We further analyzed whether age (Figure S1A), time between booster and T2 (Figure S1C), or sex (Figure S2) impacted on the humoral response. We found that anti‐spike‐RBD‐IgG titers showed a trend toward lower titers at higher ages only in the groups with a BNT162b2 booster (Figure S1A), but not in the homologous ChAdOx1 nCoV‐19 group. Sex did not have a significant influence (Figure S2). Furthermore, the magnitude of anti‐spike‐RBD‐IgG titers differed between the booster vaccination and T2 (Figure S1C), while the response tended to increase with elapsed time in the homologous ChAdOx1 nCoV‐19 group (albeit not significantly), titers declined in both groups that had received the BNT162b2 booster (significant in the ChAdOx1 nCoV‐19/BNT162b2 group).

Robust spike‐directed T‐cell response following mRNA (BNT162b2) booster but not following homologous ChAdOx1 nCoV‐19 vaccination

Next, we measured the spike‐directed IFN‐γ T cell response in our study groups. There was no significant difference between individuals whose prime vaccination was with either ChAdOx1 nCoV‐19 or BNT162b2 at T1, with averages of 707 ± 1631 mIU/ml and 1277 ± 2514 mIU/ml (Figure 3A, dots). In contrast to anti‐spike‐RBD‐IgG titers, the distribution was not strikingly different as medians partially overlapped (Figure 3B). Remarkably, there was also no statistically significant booster effect between T1 and T2 in subjects homologously vaccinated with ChAdOx1 nCoV‐19. In contrast, booster with BNT162b2 yielded a significantly increased IFN‐γ T‐cell response at T2, regardless of the prime vaccination (Figure 3A, blue triangles). Similar to the findings of the humoral response, there was no significant difference in T‐cell responses between the ChAdOx1 nCoV‐19/BNT162b2 and the homologous BNT162b2 group.

FIGURE 3

T‐cell responses up to 2 weeks before (T1) and 2 weeks to 3 months following booster vaccination (T2) according to vaccination regimes. (A) Spike‐directed IFN‐γ T‐cell responses (TC) [mIU/ml] at both time points by vaccination regime. Significance asterisks indicate results from contrast tests within a linear mixed effect model for log(TC) with vaccination regime and time and their interaction as predictors and additionally adjusted for age and sex. The p values are adjusted for multiple testing using Holm's procedure. ***p < .001; **p < .01; *p < .05. (B) Distribution (as histograms) of spike‐directed IFN‐γ T‐cell responses [mIU/ml] measured at T2 in the different vaccination regimes (facets). The dashed lines show the geometric group means. (C) Regression (log2) of TC at T2 on TC at T1 controlling for age, sex, and time between second vaccination and T2. B values, p values and confidence intervals (CI) are displayed in the figures. ChAdOx1, ChAdOx1 nCoV‐19

Regression analysis between T‐cell responses at T1 and T2 (Figure 3C) showed significant linear associations particularly for the homologous ChAdOx1 nCoV‐19 group (b = 0.78, CI = [0.40;1.15], p < .001). For the ChAdOx1 nCoV‐19/BNT162b2 group, there was also a positive association (b = 0.47, CI = [0.34;0.61], p < .001), whereas for the homologous BNT162b2 group, no significant association could be detected (b = 0.14, CI = [−0.05;0.32], p = .139).

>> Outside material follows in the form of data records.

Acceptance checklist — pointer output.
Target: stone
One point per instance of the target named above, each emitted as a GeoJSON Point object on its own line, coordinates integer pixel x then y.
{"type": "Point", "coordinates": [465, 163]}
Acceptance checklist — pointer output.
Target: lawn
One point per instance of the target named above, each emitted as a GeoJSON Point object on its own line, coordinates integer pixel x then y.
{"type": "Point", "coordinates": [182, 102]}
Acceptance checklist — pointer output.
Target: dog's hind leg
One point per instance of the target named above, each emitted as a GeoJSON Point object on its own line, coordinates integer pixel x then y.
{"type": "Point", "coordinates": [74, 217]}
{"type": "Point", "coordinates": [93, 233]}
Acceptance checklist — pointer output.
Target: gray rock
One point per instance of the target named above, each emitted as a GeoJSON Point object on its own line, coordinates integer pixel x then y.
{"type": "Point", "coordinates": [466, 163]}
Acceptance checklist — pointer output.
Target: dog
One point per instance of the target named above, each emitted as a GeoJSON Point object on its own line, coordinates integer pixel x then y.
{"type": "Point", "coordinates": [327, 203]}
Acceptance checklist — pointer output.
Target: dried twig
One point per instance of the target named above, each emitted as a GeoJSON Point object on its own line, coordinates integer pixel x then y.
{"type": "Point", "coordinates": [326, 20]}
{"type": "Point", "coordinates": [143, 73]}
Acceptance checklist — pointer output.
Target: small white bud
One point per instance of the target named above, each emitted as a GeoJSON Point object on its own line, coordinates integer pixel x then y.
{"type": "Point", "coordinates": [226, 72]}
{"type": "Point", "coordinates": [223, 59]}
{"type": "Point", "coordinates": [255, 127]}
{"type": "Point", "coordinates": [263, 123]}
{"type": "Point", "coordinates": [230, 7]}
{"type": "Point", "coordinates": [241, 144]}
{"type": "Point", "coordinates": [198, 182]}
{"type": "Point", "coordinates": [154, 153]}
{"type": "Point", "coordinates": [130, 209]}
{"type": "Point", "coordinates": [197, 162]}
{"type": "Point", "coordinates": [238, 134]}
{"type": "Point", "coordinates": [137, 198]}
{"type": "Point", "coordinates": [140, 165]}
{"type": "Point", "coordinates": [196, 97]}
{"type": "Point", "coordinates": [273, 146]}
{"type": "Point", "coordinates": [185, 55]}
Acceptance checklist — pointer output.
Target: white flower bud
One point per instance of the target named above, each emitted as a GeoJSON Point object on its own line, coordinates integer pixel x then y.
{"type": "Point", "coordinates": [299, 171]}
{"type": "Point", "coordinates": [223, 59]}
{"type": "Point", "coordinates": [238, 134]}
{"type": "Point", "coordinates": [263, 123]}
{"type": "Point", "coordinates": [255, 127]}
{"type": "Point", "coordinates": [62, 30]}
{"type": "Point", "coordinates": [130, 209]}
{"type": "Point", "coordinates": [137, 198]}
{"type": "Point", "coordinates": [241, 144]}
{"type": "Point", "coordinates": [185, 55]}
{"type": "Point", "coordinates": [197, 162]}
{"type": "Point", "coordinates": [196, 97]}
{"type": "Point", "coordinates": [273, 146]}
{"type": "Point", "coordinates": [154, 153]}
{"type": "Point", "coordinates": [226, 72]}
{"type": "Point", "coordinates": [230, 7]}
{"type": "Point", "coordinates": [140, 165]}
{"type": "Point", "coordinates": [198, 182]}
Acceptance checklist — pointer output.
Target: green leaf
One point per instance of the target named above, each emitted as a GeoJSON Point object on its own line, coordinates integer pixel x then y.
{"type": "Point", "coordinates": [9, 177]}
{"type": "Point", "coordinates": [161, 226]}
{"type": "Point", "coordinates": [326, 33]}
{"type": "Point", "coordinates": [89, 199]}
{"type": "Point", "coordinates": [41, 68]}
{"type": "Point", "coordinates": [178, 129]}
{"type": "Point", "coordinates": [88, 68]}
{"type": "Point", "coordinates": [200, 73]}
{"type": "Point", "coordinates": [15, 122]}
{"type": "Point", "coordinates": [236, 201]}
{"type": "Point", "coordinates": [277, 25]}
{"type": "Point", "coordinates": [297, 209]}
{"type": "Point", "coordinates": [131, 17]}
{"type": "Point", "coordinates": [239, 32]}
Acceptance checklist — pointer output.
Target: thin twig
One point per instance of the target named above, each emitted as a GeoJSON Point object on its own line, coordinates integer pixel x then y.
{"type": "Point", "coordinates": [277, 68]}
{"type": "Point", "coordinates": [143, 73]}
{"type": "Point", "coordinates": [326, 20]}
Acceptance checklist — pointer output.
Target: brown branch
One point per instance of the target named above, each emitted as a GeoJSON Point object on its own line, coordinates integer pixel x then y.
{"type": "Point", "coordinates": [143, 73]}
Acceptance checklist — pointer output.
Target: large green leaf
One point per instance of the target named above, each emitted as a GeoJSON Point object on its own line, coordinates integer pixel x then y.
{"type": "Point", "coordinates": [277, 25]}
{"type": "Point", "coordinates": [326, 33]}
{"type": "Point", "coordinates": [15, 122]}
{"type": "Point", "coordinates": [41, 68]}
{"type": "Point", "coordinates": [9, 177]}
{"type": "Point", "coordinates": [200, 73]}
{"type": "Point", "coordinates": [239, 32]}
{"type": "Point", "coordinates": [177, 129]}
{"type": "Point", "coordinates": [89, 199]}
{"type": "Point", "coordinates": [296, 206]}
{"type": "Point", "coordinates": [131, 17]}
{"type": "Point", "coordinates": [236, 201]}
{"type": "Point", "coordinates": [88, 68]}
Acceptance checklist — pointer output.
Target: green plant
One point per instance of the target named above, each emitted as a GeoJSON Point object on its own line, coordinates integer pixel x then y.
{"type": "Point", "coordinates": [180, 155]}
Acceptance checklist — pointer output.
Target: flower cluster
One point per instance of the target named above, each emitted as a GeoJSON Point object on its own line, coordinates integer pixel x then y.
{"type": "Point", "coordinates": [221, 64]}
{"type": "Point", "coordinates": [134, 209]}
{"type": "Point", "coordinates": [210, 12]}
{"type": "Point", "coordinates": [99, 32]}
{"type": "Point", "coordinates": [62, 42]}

When examining the parameters such as age (Figure S1B), time between booster and T2 (Figure S1D), and sex (Figure S2) with respect to IFN‐γ T‐cell response, it was weakly (not statistically significantly) increased with age only in the homologous ChAdOx1 nCoV‐19 group. Our data point toward a slight reduction in spike‐directed IFN‐γ T‐cell activity depending on the elapsed time between booster vaccination and T2 for the ChAdOx1 nCoV‐19/BNT162b2 group. This effect could not be observed for homologous BNT162b2 or ChAdOx1 nCoV‐19 vaccines (Figure S1D).

Associations between humoral and cellular immune responses in primary and booster vaccination

To assess the association between anti‐spike‐RBD‐IgG titers and spike‐directed IFN‐γ T‐cell responses (Figure 4), separate regression analyses for T1 (Figure 4A,B) and T2 (Figure 4C,D) were performed. The analysis was conducted for all the study participants combined (Figure 4A,C) as well as for the different vaccination regimes (Figure 4B,D). For the study group as a whole, there was a clear positive association between anti‐spike‐RBD‐IgG titers and spike‐directed IFN‐γ T‐cell responses for both T1 and T2 (b = 0.21, CI = [0.10;0.32], p < .001 for T1 and b = 0.35, CI = [0.17;0.53], p < .001 for T2). However, when considering vaccination groups separately, significant correlations were only found at T1 in the homologous ChAdOx1 nCoV‐19 and the ChAdOx1 nCoV‐19/BNT162b2 groups, whereas no association was seen in the homologous BNT162b2 group at T1. At T2, none of the vaccine regimes yielded a significant correlation, although in the ChAdOx1 nCoV‐19/BNT162b2 group, a trend was detectable (b = 0.26, CI = [0.00;0.53], p = .054).

FIGURE 4

Regression of the spike‐directed IFN‐γ T‐cell responses (TC) and anti‐spike‐RBD‐IgG (IgG) up to 2 weeks before (T1) and 2 weeks to 3 months following booster vaccination (T2). (A) Regression (log2) at T1 controlling for age, sex, and time between first vaccination and T1 for all study participants and (B) for the respective subgroups. (C) Regression (log2) at T2 controlling for age, sex, and time between second vaccination and T2 in all study participants and (D) for the respective subgroups. (E) Regression (log2) of TC at T1 and IgG at T2, controlling for age, sex, and time between second vaccination and T2 for the respective subgroups. B values, p values and confidence intervals (CI) are displayed in the figures. ChAdOx1, ChAdOx1 nCoV‐19

An additional analysis investigated the correlation between the spike‐directed T‐cell IFN‐γ responses at T1 and anti‐spike‐RBD‐IgG at T2 (Figure 4E). Significant correlations were found for the ChAdOx1 nCoV‐19/BNT162b2 and homologous BNT162b2 groups, that is, good T‐cell responses after T1 were associated with a good antibody response following booster vaccination at T2 (b = 0.14, CI = [0.06;0.21], p < .001 for ChAdOx1 nCoV‐19/BNT162b2 and b = 0.11, CI = [0.01;0.21], p = .026 for homologous BNT162b2).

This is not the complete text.